In a downturn economy, companies are ready to redeploy underutilized resources, and when demand rises, they can use labor market supply data to influence demand planning. This results in better outcomes and actionable plans.
create a sustainable plan of action
Having insight is not enough. Using it to uplift workforce strategies is the end game, and doing this requires actions that are sustainable throughout the economic cycles. During these lean times, it’s much too easy to put off initiatives that don’t offer immediate returns and instead focus on immediate gratification, such as a reduction in force or halting hiring across the board.
Such short-term reasoning is the equivalent of a fast-food meal: satisfying but harmful to the overall health of the organization, and a habit that is difficult to change.
A more sustainable approach drives durable cost savings and efficiencies. Initiatives such as talent pooling, learning and development, internal mobility and employer brand building should be ongoing investments even during economic slowdowns.
Why? These initiatives create organizational agility that is essential to addressing any contingency during times of uber-uncertainty, which we are seeing today.
These investments will require HR to better catalog and fulfill future labor needs. This is why both predictive and prescriptive analytics will be key to optimizing workforce spend and budgeting. It’s also why thorough skills taxonomies are so critical to the long-term success of such expenditures.

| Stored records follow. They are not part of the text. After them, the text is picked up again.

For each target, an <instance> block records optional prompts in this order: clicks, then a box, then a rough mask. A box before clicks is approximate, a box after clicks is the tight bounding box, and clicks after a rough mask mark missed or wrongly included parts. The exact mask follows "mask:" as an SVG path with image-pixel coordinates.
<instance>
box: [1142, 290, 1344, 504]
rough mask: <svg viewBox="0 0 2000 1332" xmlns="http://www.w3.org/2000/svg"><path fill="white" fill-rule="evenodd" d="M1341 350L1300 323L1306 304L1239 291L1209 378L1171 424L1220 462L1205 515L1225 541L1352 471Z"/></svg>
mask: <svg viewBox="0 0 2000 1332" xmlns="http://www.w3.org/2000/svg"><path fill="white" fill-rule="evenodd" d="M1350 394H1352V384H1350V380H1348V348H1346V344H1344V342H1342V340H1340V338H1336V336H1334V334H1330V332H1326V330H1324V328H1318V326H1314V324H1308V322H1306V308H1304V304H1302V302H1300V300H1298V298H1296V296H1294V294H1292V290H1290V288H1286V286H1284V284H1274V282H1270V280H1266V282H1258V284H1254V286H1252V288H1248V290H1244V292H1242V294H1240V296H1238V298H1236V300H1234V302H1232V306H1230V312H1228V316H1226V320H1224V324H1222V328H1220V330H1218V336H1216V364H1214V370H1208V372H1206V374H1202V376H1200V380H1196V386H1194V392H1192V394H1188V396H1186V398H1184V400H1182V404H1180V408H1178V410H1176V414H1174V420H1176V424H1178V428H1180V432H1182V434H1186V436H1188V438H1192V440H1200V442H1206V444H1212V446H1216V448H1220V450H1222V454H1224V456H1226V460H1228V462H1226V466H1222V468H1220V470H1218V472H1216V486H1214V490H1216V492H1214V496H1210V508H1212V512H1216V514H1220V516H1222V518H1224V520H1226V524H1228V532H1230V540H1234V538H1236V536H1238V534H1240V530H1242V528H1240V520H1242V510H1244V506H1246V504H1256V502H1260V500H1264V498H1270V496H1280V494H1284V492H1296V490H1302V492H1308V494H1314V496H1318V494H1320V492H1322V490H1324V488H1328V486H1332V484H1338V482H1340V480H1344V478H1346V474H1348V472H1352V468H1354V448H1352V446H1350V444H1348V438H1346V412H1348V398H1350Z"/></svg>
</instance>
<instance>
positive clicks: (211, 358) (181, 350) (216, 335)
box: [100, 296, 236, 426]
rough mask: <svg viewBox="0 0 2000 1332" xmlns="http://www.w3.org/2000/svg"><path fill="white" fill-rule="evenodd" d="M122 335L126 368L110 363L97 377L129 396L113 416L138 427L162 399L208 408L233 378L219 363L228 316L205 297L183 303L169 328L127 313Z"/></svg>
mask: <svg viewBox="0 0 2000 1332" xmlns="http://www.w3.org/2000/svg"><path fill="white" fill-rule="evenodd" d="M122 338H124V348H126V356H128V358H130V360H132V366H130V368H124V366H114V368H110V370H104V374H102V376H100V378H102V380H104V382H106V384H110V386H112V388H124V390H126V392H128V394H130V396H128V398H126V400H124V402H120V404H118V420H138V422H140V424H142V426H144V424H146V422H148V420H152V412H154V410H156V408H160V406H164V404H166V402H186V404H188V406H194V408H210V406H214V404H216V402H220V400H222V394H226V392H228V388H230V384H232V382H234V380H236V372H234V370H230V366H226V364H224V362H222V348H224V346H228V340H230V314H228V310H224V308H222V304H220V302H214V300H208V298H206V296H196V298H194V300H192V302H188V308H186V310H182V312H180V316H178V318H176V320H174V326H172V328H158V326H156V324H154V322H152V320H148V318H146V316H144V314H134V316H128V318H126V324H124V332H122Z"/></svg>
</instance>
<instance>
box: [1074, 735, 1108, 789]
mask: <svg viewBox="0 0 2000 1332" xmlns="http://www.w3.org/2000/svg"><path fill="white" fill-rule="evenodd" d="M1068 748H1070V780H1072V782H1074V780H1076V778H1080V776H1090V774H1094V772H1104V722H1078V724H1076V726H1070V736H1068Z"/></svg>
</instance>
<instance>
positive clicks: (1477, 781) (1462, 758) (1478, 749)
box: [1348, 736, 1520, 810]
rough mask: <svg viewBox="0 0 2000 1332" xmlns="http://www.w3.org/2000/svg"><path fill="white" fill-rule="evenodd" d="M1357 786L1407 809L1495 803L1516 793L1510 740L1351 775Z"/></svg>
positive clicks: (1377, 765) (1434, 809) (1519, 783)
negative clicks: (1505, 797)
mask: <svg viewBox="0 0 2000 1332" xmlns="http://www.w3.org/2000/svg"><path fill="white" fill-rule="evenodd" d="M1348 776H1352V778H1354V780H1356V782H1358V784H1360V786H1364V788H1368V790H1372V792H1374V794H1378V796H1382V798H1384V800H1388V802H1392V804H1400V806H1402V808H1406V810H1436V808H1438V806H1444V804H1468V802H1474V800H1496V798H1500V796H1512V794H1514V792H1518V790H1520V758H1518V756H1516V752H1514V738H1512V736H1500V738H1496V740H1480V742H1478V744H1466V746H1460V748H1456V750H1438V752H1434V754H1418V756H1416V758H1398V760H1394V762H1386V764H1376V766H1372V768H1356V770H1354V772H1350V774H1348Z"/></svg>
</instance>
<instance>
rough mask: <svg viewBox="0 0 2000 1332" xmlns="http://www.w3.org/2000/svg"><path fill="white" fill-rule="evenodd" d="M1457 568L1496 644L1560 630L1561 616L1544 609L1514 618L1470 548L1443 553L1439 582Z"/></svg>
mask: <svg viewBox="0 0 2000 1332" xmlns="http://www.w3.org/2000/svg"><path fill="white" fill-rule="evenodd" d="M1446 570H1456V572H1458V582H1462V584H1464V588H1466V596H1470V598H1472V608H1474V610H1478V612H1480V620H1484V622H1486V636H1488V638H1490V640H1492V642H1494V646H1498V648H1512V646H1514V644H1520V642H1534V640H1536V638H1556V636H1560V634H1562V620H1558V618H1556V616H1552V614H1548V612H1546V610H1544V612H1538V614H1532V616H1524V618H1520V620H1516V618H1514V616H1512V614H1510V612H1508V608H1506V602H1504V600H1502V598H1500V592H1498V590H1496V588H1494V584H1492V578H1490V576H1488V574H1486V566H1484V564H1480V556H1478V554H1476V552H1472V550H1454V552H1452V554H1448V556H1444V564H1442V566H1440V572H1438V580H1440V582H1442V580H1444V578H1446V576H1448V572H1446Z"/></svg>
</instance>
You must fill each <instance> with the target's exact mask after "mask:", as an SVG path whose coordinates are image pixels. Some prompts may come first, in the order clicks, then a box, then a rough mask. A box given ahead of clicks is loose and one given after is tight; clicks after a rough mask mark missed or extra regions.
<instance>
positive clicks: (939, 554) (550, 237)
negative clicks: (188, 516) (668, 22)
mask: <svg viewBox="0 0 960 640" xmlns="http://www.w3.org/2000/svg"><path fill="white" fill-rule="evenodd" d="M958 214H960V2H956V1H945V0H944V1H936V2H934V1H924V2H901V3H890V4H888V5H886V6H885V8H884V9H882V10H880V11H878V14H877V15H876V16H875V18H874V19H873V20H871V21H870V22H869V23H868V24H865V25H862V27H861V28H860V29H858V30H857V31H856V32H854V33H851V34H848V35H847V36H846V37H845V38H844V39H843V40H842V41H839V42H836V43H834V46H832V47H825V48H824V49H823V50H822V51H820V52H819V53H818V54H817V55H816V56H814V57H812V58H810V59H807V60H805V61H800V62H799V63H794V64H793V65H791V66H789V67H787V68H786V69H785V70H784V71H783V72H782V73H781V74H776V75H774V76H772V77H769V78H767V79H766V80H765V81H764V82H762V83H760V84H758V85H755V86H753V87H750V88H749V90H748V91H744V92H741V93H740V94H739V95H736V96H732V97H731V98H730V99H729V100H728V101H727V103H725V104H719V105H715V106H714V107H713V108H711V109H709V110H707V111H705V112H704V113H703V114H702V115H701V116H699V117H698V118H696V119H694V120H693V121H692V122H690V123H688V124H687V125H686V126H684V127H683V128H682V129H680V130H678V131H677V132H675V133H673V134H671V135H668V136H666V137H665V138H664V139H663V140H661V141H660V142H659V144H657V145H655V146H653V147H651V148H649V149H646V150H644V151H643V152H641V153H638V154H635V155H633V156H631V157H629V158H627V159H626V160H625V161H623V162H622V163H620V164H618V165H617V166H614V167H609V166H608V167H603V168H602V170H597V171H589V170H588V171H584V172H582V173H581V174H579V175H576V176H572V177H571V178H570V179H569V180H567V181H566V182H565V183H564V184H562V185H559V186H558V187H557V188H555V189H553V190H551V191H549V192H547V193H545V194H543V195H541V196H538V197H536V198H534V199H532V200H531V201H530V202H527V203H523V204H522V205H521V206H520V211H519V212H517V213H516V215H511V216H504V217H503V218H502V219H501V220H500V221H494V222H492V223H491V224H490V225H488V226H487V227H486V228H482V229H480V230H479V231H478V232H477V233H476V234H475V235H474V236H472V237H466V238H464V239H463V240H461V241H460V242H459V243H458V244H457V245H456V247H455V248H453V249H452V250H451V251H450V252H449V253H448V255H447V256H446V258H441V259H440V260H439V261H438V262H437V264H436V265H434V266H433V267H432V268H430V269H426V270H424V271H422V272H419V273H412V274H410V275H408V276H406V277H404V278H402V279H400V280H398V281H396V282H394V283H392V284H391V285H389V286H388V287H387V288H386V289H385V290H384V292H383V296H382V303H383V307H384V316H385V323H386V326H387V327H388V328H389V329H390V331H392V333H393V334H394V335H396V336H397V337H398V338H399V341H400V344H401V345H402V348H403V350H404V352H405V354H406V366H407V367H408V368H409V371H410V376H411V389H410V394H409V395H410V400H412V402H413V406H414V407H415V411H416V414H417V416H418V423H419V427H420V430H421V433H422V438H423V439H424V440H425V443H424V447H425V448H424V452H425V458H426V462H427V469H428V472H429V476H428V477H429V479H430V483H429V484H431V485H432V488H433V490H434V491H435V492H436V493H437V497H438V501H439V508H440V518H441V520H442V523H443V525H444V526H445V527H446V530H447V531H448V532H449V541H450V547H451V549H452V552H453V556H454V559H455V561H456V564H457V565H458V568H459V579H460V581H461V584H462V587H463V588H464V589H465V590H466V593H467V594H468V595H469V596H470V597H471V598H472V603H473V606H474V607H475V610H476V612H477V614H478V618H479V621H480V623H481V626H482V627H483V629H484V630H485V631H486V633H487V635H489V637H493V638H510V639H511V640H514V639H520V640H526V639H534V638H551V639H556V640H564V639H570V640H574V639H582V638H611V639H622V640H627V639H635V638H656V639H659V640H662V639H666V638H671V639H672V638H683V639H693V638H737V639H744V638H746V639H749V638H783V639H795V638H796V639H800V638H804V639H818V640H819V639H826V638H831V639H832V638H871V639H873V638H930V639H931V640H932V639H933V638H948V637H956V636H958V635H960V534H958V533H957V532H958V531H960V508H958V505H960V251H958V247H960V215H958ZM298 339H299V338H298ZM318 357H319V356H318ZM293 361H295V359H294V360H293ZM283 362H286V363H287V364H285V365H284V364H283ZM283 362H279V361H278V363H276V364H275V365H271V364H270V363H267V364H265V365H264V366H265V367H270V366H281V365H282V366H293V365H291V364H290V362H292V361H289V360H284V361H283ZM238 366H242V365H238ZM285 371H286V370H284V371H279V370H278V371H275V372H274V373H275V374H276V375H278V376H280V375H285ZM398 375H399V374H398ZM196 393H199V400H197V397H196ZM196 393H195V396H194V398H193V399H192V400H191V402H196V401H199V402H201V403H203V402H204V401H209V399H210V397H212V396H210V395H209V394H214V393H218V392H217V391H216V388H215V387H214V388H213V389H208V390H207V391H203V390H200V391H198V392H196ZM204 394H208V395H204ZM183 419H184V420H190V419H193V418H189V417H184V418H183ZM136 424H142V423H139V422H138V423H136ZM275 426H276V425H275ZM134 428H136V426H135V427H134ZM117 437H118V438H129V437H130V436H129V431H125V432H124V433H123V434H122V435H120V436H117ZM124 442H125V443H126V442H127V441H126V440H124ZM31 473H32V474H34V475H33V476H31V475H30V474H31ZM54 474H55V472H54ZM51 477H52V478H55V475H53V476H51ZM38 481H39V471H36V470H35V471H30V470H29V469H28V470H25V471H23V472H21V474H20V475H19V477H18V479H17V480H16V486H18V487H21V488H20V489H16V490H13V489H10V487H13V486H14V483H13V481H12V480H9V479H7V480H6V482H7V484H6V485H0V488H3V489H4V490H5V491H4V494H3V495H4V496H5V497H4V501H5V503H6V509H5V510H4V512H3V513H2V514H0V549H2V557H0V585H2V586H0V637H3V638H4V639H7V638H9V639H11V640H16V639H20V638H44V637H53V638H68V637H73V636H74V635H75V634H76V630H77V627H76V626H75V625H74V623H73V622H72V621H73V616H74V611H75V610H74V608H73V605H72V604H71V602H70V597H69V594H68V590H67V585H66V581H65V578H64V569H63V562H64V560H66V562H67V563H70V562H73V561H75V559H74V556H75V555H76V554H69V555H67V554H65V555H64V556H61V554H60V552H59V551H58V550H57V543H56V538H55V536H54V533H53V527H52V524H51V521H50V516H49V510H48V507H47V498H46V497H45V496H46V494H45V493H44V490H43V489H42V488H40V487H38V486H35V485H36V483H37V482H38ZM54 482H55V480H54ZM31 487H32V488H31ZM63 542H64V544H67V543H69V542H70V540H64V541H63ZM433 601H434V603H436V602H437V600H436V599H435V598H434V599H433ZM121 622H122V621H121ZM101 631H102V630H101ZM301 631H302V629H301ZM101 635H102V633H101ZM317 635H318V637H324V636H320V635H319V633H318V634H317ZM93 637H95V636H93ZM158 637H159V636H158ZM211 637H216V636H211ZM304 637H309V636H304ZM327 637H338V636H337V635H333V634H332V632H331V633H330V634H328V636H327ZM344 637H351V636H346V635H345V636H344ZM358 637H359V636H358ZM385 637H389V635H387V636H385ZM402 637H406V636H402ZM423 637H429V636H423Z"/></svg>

Every HR organization will have its own mandate for now, and if that means tending to workforce reductions and halting investments, then these actions should be conducted with the greatest care. How you treat people continues to matter. What talent leaders must focus on is preserving programs that deliver the greatest value over time. Taking a deeper dive to explore return on investment — including soft benefits that are not often captured in conventional ROI exercises — will yield results that truly drive organizational value.